Holdsworth was a revelation. Levels of technical sophistication had become so high that by the late ’70s it was rare to hear a new guitar sound. Holdsworth was recognisable from the first. Partly because his technique skirts the boundary of possibility (like McLaughlin o DiMeola), but mainly because of his unique expressive capability. The electric guitar is capable of tears, wails, laughter and conversation (hear Hendrix on Rainy Day, Dream Away on Electric Ladyland for the last two, or Machine Gun for the first). Holdsworth reaches a pinnacle of intermingled bliss and agony, a feeling evinced by the finest violinists – such as Itzhak Perlman – when playing Mozart.

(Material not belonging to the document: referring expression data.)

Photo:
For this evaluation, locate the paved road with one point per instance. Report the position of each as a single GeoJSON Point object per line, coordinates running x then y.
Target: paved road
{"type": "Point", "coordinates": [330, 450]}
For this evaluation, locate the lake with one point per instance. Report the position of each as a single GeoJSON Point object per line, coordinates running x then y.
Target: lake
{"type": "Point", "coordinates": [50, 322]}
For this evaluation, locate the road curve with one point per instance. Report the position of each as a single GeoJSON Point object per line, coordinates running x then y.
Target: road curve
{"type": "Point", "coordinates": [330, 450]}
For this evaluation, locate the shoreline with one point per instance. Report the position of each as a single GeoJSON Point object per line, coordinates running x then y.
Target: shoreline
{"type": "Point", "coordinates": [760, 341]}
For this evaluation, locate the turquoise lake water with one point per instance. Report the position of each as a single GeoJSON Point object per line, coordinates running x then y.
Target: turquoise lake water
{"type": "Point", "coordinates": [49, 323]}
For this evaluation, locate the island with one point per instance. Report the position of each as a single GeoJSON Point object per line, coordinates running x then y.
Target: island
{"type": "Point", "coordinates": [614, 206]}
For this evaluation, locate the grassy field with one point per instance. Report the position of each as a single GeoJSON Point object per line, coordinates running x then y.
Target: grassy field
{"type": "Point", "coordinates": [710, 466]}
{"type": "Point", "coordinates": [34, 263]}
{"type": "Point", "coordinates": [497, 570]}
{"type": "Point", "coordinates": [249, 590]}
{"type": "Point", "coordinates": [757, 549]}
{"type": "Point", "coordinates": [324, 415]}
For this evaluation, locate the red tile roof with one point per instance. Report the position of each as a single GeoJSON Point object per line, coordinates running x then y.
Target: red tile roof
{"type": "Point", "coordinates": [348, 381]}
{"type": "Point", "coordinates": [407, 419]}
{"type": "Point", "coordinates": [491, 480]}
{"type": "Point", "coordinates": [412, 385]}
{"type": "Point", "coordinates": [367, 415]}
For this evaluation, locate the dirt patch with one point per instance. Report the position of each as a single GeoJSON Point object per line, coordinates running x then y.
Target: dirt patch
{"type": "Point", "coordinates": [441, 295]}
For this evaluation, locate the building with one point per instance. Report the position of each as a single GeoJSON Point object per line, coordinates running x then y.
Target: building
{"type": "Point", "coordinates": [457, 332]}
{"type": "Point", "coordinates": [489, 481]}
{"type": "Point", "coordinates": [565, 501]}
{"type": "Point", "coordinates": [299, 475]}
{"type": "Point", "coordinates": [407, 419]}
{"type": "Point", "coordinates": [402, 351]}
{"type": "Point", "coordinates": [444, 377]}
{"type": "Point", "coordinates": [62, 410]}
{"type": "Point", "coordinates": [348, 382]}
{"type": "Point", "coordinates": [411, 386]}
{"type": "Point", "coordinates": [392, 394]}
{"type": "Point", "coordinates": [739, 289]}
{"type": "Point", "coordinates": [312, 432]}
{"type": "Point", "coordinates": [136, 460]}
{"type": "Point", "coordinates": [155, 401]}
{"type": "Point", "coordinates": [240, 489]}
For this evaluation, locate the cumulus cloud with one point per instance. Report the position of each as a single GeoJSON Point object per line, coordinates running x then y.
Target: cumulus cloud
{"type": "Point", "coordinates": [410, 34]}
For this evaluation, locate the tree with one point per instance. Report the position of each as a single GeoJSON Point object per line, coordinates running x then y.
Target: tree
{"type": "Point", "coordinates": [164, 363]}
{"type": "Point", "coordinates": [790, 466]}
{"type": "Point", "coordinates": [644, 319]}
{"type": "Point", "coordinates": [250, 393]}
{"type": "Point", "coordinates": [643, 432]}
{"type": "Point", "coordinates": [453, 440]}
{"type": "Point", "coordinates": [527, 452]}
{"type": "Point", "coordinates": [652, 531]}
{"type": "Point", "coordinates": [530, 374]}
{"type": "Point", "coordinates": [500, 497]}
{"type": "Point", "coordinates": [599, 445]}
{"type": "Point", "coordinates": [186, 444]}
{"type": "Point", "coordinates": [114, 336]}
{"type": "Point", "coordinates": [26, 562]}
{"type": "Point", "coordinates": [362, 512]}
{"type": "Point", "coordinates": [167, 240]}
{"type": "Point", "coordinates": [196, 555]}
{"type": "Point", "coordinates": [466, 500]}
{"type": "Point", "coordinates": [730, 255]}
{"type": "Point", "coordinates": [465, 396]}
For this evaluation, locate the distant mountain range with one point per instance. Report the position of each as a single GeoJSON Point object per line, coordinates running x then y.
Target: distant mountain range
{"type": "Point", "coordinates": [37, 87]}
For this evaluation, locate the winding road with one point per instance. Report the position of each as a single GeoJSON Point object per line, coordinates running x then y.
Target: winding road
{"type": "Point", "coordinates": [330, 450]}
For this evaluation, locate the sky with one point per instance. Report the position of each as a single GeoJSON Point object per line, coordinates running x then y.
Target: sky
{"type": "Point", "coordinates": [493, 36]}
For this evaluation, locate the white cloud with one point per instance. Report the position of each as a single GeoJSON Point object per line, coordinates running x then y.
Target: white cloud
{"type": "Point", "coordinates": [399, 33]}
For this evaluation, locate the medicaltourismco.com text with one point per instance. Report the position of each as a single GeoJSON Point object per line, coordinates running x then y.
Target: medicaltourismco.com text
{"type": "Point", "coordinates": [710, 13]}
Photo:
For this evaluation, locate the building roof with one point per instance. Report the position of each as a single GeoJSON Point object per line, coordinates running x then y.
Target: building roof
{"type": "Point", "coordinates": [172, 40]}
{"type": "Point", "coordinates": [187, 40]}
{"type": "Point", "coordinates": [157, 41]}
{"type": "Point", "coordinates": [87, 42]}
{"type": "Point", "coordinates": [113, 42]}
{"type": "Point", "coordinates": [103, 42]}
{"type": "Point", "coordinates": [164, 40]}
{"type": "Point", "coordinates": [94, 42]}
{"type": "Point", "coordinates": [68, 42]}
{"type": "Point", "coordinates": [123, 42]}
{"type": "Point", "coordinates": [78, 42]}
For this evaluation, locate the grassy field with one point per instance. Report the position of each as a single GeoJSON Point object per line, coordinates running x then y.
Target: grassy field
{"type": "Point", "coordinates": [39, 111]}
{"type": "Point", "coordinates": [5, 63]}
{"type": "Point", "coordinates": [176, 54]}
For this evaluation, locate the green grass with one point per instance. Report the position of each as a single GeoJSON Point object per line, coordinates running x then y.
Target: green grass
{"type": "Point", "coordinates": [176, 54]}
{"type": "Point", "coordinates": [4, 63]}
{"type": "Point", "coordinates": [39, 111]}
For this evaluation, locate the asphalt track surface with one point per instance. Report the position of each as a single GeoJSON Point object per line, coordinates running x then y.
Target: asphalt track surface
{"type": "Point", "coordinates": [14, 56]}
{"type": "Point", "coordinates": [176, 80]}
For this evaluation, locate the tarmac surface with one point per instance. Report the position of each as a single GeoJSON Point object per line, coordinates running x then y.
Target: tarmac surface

Alan Holdsworth - Road GamesAlan Holdsworth - Metal FatigueAlan Holdsworth - Sand
Holdsworth should – and will, and must – be the subject of a complete article. In the meantime, click on to your preferred internet sales agent, and buy the at last released on CD Road Games, from 1983 (sponsored by an admiring Eddie van Halen, and almost drowned by a stupid Warner Bros). And, yes, it is a trio, so all of the sounds other than the bass – Jeff Berlin on perfect form – and the drum – Chad Wackerman similarly so – are squeezed from Holdsworth’s guitar. If you love that – and you should if you have the slightest decency – then listen to Metal Fatigue to hear Metal Jazz, or to Sand to hear some of the most haunting guitar ever played – on The 4.15 Bradford Executive and Pud Wud. And grab I.O.U., Atavachron, Secrets, The Wardenclyffe Tower, Hard Hat Area, None Too Soon, The Sixteen Men of Tain, All Night Wrong and everything else you can get your greedy mits on while you’re about it. Holdsworth himself warns that he appears on several albums that he would rather not have appeared on. Take his word for it; after all, he should know.